In my mind (as outlined in this Answer) I thought Postgres would take the DateTime and just strip the offset. So in the example the value inserted to the database would be 2023-04-10 17:32:55.

But it seems that SQLAlchemy is applying the offset first and then inserts the datetime object. So in this case if the database uses UTC the resulting database entry is 2023-04-10 15:32:55.

After migrating to TIMESTAMP WITH TIMEZONE the process of inserting the values to the database remained exactly the same. SQLAlchemy takes the datetime, applies the offset and saves the datetime like 2023-04-10 15:32:55+00.

My question now is: What is the whole purpose of storing a value as datetime with timezone apart from getting a datetime with tzinfo out of the database if the functionality is exactly the same anyway?


Solution

  • The behaviour you describe is not a function of SQLAlchemy per se, it is the behaviour of the DBAPI layer. We can reproduce the issue using just psycopg2:

    import datetime
    from pprint import pprint
    
    import psycopg2
    
    cnxn = psycopg2.connect(
        host="192.168.0.199", user="scott", password="tiger", dbname="test"
    )
    crsr = cnxn.cursor()
    
    tablename = "timestamp"
    
    crsr.execute(f"DROP TABLE IF EXISTS {tablename}")
    crsr.execute(
        f"""\
    CREATE TABLE {tablename} (
    id int primary key,
    description varchar(50),
    ts_no_tz timestamp,
    ts_with_tz timestamptz
    )
    """
    )
    
    midnight_toronto = datetime.datetime(
        2001, 1, 1, 0, 0, 0, tzinfo=datetime.timezone(datetime.timedelta(hours=-5))
    )
    
    crsr.execute(
        f"INSERT INTO {tablename} (id, description, ts_no_tz, ts_with_tz) "
        "VALUES (%(id)s, %(description)s, %(ts_value)s, %(ts_value)s)",
        dict(id=1, description="aware_datetime", ts_value=midnight_toronto),
    )
    crsr.execute(f"SELECT * FROM {tablename} WHERE id = 1")
    pprint(crsr.fetchone())
    """
    (1,
     'aware_datetime',
     datetime.datetime(2001, 1, 1, 5, 0),
     datetime.datetime(2001, 1, 1, 5, 0, tzinfo=datetime.timezone.utc))
    """
    

    We see that psycopg2 has recognized the tz-aware datetime and adjusted the value stored into ts_no_tz by 5 hours. Both values returned have hour=5.
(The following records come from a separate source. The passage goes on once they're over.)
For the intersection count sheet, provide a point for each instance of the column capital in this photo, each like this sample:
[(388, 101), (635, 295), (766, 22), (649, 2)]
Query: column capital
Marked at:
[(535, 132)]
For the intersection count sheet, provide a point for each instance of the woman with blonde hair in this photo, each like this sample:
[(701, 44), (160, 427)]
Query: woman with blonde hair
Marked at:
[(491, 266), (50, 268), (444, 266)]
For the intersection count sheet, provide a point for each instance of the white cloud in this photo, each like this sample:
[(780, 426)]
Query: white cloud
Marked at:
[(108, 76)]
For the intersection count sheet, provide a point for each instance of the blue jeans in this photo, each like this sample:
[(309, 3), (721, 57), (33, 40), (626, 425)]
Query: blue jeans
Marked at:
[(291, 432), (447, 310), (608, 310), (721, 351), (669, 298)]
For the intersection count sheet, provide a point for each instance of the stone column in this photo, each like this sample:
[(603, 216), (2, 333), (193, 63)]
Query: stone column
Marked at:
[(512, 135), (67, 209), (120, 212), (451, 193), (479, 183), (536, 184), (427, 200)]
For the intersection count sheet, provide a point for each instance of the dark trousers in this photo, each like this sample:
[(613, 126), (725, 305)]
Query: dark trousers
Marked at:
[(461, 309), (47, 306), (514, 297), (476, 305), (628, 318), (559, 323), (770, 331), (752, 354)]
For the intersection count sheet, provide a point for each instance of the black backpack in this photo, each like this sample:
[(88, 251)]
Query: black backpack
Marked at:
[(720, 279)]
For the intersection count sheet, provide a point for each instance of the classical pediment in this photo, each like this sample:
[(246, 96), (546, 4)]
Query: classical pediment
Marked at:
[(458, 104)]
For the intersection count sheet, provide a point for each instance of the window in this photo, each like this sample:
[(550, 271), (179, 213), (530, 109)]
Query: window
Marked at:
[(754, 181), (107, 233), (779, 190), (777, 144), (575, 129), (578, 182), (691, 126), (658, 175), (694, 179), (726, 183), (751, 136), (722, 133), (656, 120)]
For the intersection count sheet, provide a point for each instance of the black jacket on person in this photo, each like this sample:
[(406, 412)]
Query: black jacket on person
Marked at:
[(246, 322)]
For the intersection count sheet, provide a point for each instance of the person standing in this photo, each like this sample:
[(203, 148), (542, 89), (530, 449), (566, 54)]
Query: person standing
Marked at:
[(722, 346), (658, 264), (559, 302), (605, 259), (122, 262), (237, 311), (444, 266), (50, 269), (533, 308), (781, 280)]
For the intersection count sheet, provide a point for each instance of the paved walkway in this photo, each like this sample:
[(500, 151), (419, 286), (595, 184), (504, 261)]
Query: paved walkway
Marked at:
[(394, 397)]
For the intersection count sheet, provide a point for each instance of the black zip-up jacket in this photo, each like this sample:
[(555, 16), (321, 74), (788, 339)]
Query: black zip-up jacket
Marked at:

    However, if we pass the datetime values as strings

    midnight_toronto_str = str(midnight_toronto)
    print(midnight_toronto_str)  # 2001-01-01 00:00:00-05:00
    crsr.execute(
        f"INSERT INTO {tablename} (id, description, ts_no_tz, ts_with_tz) "
        "VALUES (%(id)s, %(description)s, %(ts_value)s, %(ts_value)s)",
        dict(id=2, description="aware_string", ts_value=midnight_toronto_str),
    )
    crsr.execute(f"SELECT * FROM {tablename} WHERE id = 2")
    pprint(crsr.fetchone())
    """
    (2,
     'aware_string',
     datetime.datetime(2001, 1, 1, 0, 0),
     datetime.datetime(2001, 1, 1, 5, 0, tzinfo=datetime.timezone.utc))
    """
    

    the offset -05:00 is simply ignored by the server for ts_no_tz and it has hour=0, not hour=5.